As AI becomes faster, smarter and more deeply embedded in the way organisations work, the critical question is no longer simply, “What can we automate?” It is, “Where must humans remain?”
In this provocative and practical keynote, Daniel explores the Minimum Viable Human: the essential human layer organisations cannot afford to lose as they scale AI. Audiences will learn how to protect the capabilities that keep organisations trusted, accountable and wise — oversight, judgement, accountability, relationships and succession.
This session is essential for leaders and teams implementing AI who want to move faster without becoming fragile, automated without becoming unaccountable, and technologically advanced without losing the human connection performance depends on.
“This is without a doubt the best ethics session I have ever attended in my many years as a lawyer!”
- Jennet Butler,
Director, Legal & Regulatory Affairs, Morgans Financial Limited
As AI scales, leaders need more than dashboards and policies. They need people with the capability, authority and confidence to monitor, challenge and intervene before automated decisions create harm.
Human oversight is not observation. It is the ability to step in before efficiency becomes damage.
AI can analyse data, generate options and recommend action, but not every intelligent answer is a wise one. Audiences explore why human judgement is essential when decisions involve values, trade-offs and consequences.
The future will not belong to the smartest systems, but to the leaders wise enough to challenge them.
When AI influences decisions, accountability can quickly become blurred across systems, vendors, teams and leaders. This session helps audiences clarify who owns the outcome when technology moves faster than responsibility.
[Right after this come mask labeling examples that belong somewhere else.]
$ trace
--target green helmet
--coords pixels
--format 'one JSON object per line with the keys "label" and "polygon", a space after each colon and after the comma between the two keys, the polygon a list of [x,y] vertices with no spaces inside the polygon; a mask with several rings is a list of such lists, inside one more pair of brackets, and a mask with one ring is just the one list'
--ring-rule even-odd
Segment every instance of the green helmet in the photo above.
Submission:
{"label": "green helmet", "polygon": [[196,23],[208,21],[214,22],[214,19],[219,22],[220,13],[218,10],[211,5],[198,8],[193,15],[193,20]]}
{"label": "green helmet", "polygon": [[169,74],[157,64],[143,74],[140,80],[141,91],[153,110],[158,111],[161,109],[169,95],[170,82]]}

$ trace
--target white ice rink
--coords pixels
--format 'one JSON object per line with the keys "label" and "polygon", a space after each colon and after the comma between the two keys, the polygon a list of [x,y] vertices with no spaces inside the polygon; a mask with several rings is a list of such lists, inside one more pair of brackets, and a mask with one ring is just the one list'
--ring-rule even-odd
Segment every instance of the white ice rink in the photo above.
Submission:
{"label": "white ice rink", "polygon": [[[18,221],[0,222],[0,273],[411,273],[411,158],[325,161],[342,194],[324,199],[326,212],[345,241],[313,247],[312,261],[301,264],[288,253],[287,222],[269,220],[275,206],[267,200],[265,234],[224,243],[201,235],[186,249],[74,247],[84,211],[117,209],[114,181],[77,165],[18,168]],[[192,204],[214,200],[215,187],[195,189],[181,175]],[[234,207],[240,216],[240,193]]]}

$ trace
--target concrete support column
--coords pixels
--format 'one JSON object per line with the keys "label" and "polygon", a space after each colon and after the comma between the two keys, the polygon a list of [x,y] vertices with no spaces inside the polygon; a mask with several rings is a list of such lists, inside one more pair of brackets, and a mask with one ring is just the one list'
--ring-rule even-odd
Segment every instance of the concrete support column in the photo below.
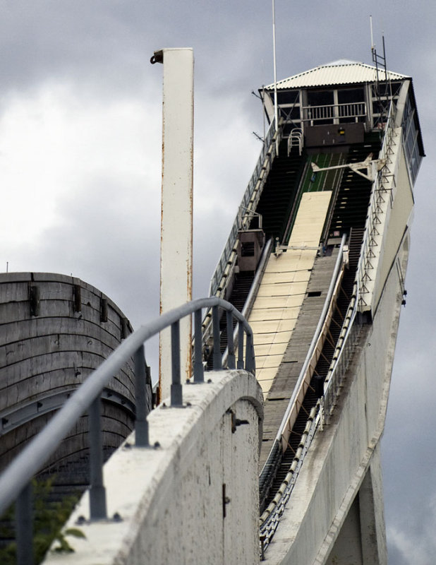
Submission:
{"label": "concrete support column", "polygon": [[[192,49],[164,49],[152,62],[164,64],[160,313],[192,299],[193,71]],[[181,374],[190,376],[191,320],[181,321]],[[160,398],[169,395],[170,328],[160,334]]]}

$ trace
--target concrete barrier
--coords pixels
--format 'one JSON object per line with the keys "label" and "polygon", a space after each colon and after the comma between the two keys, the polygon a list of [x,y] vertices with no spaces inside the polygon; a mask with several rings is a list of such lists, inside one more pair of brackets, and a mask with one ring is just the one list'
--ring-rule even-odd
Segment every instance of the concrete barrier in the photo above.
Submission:
{"label": "concrete barrier", "polygon": [[[66,528],[74,553],[50,565],[247,564],[259,561],[262,392],[243,370],[210,372],[183,386],[183,408],[149,415],[152,448],[133,436],[104,466],[109,520],[89,523],[88,495]],[[54,547],[56,544],[54,544]]]}

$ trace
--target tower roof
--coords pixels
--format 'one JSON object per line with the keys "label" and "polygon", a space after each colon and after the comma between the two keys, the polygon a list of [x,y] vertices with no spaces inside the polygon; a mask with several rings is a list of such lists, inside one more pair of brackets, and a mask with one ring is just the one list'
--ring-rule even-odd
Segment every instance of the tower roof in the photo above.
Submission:
{"label": "tower roof", "polygon": [[[387,71],[391,81],[402,81],[409,77],[399,73]],[[384,71],[379,68],[379,79],[384,78]],[[375,83],[377,81],[377,69],[373,65],[358,63],[355,61],[339,59],[325,65],[320,65],[309,71],[299,73],[277,82],[277,88],[302,88],[310,86],[327,86],[339,84],[361,84]],[[267,90],[274,88],[274,84],[265,87]]]}

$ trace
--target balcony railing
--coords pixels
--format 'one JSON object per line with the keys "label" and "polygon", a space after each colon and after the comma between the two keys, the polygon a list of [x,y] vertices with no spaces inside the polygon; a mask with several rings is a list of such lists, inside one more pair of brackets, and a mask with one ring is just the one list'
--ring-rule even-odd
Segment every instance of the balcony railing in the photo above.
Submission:
{"label": "balcony railing", "polygon": [[367,115],[366,103],[364,102],[332,104],[328,106],[303,106],[302,110],[303,121],[311,124],[326,119],[339,124],[339,119],[344,118],[349,121],[358,121],[359,118]]}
If no human owns the decision, no organisation truly owns the consequence.
As service, communication and decision-making become automated, organisations risk losing the human connection that builds trust. Audiences learn where relationships must be protected, not processed.
Trust cannot be fully automated. Some moments still need a human.
If AI removes too much early-career learning, organisations may weaken the experiences that develop future leaders. This session explores how to protect growth, capability and succession in an AI-shaped workplace.
If machines do the learning, where will future leaders come from?
Audiences leave with a practical framework for identifying where humans must remain involved and inspired so AI can enhance performance without hollowing out capability.
The goal is not less human. It is the right human, in the right moments, for the right reasons.